The power of Congress over interstate commerce is plenary and complete in itself, may be exercised to its utmost extent, and acknowledges no limitations other than are prescribed in the Constitution. It follows that no form of state activity can constitutionally thwart the regulatory power granted by the commerce clause to Congress. Hence the reach of that power extends to those intrastate activities which in a substantial way interfere with or obstruct the exercise of the granted power.
Pending a referendum vote of farmers upon wheat quotas proclaimed by the Secretary of Agriculture under the Agricultural Adjustment Act of 1938, the Secretary made a radio address in which he advocated approval of the quotas and called attention to the recent enactment by Congress of the amendatory act, later approved May 26, 1941.
Appellee farmer filed a complaint against appellants to enjoin enforcement against himself of the marketing penalty imposed by amendment to the Agricultural Adjustment Act of 1938 (Act) for violating the quotas set forth in the law. The Appellee farmer only used the produced wheat for personal use and local consumption.
Can Congress regulate intrastate activity under its commerce clause?

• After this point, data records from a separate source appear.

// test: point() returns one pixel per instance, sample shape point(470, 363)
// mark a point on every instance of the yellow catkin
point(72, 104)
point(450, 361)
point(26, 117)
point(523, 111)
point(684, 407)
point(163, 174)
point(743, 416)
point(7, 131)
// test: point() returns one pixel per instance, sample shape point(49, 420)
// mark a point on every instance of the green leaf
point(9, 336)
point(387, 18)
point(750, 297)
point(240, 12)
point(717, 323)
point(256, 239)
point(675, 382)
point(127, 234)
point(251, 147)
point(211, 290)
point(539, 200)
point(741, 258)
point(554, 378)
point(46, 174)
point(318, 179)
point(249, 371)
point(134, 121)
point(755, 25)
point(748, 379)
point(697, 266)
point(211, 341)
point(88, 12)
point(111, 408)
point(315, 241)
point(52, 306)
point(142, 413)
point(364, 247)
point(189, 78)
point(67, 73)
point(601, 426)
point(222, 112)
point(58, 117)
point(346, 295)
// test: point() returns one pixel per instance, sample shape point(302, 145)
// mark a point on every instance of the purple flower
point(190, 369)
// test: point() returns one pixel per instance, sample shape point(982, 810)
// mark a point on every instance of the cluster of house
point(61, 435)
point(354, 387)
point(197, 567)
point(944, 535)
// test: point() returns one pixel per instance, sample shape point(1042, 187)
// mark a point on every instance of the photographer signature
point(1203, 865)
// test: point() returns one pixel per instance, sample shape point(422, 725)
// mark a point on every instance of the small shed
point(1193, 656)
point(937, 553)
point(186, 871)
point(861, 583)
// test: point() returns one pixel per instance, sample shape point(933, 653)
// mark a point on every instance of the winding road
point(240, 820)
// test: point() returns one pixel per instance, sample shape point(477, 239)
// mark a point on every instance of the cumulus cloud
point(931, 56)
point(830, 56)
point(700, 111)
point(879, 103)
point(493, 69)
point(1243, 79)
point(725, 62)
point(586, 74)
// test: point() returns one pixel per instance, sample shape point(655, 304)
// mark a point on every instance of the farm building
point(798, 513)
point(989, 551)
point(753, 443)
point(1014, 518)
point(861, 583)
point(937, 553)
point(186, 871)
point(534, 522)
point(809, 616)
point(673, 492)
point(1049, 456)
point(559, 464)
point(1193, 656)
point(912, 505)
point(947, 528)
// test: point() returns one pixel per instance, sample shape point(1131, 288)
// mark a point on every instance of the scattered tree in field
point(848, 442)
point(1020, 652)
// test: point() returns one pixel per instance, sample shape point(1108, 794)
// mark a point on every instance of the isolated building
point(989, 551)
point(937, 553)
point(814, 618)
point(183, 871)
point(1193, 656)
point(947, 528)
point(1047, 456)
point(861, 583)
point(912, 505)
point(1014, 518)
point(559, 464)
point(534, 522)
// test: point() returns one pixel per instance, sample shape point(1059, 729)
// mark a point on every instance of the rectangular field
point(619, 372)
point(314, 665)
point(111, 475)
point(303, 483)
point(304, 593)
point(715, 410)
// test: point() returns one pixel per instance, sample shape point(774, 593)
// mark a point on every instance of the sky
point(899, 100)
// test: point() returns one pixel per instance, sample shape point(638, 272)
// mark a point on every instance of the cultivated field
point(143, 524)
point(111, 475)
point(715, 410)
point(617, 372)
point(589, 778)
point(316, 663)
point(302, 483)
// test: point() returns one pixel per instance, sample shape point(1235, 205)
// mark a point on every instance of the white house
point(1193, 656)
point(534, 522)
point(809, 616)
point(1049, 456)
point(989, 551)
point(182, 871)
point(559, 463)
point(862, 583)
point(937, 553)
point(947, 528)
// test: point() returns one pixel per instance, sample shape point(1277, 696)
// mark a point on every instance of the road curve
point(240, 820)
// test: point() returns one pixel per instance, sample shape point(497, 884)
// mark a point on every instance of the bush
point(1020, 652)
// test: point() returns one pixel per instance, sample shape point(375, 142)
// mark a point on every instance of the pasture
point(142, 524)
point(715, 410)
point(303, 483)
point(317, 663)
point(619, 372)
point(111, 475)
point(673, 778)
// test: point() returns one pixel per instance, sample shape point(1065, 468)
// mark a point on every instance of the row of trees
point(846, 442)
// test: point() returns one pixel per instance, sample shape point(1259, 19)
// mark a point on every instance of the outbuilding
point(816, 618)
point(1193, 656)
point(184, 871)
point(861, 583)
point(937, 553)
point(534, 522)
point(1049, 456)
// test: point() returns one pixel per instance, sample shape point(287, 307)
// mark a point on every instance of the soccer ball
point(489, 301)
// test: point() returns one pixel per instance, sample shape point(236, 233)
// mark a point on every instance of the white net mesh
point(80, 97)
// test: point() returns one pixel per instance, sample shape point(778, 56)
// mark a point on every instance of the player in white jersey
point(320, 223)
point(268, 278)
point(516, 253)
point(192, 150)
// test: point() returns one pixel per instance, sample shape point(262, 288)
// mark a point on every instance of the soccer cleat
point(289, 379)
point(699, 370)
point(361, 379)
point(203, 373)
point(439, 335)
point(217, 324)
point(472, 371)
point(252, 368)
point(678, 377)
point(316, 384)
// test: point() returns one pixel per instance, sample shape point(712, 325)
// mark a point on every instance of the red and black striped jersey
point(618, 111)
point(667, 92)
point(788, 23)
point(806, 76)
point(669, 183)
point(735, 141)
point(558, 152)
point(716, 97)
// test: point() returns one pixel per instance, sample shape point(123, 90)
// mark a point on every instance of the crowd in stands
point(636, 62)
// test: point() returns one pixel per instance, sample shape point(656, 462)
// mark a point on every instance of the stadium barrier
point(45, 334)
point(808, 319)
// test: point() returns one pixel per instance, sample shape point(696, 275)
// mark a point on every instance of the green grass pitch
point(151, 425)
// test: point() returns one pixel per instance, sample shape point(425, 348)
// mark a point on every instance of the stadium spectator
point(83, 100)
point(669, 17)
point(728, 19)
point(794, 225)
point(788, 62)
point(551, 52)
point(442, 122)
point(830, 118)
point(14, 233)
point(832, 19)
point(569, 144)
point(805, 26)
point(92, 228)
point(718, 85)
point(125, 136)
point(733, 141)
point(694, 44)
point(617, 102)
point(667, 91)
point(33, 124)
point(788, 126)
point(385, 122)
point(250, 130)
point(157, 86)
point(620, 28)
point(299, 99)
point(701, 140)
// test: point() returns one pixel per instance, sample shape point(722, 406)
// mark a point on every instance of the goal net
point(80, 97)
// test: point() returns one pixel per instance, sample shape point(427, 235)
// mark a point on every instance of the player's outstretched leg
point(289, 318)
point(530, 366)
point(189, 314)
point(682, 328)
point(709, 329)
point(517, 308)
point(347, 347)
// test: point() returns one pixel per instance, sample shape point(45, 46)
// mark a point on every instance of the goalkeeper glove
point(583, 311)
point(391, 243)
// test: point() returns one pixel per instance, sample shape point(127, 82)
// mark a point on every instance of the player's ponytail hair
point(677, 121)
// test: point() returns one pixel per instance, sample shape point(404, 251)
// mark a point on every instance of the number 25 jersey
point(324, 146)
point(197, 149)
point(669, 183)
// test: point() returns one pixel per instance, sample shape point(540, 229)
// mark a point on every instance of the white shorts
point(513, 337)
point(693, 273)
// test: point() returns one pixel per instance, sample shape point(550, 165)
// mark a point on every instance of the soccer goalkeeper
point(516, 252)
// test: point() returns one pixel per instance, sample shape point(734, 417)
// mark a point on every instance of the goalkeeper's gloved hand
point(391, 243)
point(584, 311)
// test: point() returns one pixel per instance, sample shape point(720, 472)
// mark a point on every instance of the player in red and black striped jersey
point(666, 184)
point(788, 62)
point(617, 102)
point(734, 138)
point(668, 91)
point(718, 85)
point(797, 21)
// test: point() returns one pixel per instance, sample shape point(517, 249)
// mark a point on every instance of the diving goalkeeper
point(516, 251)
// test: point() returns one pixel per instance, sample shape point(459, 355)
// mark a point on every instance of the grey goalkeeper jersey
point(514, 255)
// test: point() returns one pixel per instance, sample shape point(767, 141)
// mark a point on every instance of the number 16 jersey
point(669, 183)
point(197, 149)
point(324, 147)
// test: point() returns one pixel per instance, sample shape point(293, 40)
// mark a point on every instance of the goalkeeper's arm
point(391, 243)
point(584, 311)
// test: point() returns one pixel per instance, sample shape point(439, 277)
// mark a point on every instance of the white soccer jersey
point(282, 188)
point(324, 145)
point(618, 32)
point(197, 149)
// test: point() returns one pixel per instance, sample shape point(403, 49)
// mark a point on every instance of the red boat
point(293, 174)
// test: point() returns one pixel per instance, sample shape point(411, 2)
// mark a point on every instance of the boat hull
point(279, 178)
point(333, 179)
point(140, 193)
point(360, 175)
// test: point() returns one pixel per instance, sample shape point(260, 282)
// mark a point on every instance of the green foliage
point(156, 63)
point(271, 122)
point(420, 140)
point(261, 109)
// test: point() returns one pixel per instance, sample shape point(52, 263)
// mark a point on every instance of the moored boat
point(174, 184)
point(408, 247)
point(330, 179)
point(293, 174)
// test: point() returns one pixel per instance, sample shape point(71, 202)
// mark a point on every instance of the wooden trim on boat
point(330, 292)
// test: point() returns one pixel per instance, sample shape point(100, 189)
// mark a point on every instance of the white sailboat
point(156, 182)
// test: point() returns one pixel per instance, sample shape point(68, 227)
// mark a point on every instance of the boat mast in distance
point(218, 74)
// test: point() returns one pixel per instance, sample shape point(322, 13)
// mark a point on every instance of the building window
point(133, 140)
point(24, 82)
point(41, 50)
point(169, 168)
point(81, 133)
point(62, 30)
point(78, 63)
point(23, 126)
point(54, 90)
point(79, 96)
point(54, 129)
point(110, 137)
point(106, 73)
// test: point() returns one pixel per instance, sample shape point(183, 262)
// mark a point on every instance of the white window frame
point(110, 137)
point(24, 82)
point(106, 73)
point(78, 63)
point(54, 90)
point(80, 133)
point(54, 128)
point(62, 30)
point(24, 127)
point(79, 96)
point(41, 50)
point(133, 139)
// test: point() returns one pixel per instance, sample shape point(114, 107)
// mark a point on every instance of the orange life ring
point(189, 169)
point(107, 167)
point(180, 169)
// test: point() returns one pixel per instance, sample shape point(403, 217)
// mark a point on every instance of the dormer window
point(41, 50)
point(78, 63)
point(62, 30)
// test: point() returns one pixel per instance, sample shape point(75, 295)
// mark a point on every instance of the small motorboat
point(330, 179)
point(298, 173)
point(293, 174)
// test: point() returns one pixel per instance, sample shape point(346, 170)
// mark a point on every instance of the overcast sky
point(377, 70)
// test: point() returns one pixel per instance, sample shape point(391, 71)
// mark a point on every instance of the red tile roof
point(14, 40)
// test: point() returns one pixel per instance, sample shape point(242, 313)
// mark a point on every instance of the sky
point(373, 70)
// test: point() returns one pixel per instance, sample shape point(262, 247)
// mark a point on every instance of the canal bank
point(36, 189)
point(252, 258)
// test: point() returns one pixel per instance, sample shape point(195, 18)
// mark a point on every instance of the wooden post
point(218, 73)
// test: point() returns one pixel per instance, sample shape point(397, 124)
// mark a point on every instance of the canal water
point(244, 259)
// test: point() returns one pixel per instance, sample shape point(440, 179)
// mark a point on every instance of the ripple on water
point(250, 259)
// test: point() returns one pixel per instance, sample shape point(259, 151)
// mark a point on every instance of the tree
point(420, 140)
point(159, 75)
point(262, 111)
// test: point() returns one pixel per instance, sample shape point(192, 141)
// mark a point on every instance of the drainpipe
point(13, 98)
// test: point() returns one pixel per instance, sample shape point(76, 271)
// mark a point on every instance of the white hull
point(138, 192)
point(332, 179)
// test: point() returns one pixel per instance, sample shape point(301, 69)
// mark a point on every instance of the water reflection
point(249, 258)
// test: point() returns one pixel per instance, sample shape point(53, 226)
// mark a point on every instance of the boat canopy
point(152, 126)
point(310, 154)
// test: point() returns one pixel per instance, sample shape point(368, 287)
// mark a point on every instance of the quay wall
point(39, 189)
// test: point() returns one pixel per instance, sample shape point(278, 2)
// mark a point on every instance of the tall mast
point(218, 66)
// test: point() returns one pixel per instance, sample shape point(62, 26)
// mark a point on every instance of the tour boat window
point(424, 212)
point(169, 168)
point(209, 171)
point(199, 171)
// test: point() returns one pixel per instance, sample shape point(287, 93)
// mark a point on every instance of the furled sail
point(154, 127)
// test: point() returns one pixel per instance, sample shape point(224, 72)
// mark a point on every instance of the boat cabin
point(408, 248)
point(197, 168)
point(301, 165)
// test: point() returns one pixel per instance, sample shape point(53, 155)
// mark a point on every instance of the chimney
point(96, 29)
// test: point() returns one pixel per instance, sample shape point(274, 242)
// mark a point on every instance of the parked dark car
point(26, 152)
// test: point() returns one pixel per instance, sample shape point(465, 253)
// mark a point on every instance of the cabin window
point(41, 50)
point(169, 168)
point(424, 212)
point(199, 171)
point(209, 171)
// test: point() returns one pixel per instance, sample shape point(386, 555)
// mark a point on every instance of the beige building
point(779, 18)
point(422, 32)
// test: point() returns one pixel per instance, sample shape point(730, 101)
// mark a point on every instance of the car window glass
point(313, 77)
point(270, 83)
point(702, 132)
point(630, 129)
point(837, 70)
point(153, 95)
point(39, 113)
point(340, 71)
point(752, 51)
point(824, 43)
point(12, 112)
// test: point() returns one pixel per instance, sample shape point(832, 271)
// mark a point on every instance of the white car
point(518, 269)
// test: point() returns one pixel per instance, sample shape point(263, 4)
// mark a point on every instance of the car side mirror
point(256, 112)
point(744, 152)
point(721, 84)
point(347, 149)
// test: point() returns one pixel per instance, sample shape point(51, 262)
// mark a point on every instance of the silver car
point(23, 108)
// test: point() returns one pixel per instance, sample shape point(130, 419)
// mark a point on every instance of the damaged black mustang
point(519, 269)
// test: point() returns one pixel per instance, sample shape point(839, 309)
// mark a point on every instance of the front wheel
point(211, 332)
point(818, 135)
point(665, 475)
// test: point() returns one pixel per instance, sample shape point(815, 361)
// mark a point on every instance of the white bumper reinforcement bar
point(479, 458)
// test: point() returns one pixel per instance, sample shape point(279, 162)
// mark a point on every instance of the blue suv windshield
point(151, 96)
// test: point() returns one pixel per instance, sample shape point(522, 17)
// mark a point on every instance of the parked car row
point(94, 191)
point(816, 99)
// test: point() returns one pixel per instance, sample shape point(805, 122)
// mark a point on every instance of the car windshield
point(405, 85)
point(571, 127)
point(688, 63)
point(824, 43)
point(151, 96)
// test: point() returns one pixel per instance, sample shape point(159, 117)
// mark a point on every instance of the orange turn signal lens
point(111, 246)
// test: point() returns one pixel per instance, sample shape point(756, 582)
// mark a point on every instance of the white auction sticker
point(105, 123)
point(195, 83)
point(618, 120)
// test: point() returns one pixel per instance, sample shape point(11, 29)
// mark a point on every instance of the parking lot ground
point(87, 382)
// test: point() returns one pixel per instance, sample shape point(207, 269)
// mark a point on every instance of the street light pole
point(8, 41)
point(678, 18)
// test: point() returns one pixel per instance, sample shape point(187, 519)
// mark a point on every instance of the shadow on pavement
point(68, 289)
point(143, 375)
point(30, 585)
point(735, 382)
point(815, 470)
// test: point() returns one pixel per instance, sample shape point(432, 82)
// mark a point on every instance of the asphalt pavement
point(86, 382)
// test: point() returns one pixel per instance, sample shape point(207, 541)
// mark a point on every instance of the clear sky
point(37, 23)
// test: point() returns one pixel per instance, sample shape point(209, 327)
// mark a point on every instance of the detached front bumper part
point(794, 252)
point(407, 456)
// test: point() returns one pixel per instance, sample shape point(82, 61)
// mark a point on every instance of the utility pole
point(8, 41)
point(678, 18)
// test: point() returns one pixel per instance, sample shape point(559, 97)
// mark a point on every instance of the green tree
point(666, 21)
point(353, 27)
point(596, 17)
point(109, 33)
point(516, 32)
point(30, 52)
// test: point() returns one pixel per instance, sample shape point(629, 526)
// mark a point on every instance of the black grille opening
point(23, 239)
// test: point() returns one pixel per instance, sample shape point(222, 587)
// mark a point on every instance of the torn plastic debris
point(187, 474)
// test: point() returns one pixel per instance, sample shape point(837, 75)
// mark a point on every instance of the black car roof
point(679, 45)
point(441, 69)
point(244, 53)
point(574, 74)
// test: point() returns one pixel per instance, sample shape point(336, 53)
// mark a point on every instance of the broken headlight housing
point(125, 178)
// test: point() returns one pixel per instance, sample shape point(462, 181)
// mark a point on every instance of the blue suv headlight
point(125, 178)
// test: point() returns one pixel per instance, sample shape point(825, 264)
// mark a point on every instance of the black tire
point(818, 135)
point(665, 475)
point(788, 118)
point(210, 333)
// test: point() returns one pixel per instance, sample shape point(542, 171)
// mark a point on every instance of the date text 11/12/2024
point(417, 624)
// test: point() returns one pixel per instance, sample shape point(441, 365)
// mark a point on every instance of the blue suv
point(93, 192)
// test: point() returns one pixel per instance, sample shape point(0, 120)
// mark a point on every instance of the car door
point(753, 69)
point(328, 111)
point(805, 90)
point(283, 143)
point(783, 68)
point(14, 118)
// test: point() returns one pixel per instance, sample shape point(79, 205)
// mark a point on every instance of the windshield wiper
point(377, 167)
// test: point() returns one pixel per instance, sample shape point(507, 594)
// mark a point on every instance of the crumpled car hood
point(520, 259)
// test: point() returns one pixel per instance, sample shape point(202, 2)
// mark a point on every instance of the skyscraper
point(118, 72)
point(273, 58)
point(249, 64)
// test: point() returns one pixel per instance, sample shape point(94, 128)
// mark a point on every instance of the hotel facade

It is well established by decisions of this Court that the power to regulate commerce includes the power to regulate the prices at which commodities in that commerce are dealt in and practices affecting such prices. One of the primary purposes of the Act in question was to increase the market price of wheat, and to that end to limit the volume thereof that could affect the market. It can hardly be denied that a factor of such volume and variability as home-consumed wheat would have a substantial influence on price and market conditions. This may arise because being in marketable condition such wheat overhangs the market and, if induced by rising prices, tends to flow into the market and check price increases. But if we assume that it is never marketed, it supplies a need of the man who grew it which would otherwise be reflected by purchases in the open market. Home-grown wheat in this sense competes with wheat in commerce. The stimulation of commerce is a use of the regulatory function quite as definitely as prohibitions or restrictions thereon. This record leaves us in no doubt that Congress may properly have considered that wheat consumed on the farm where grown, if wholly outside the scheme of regulation, would have a substantial effect in defeating and obstructing its purpose to stimulate trade therein at increased prices.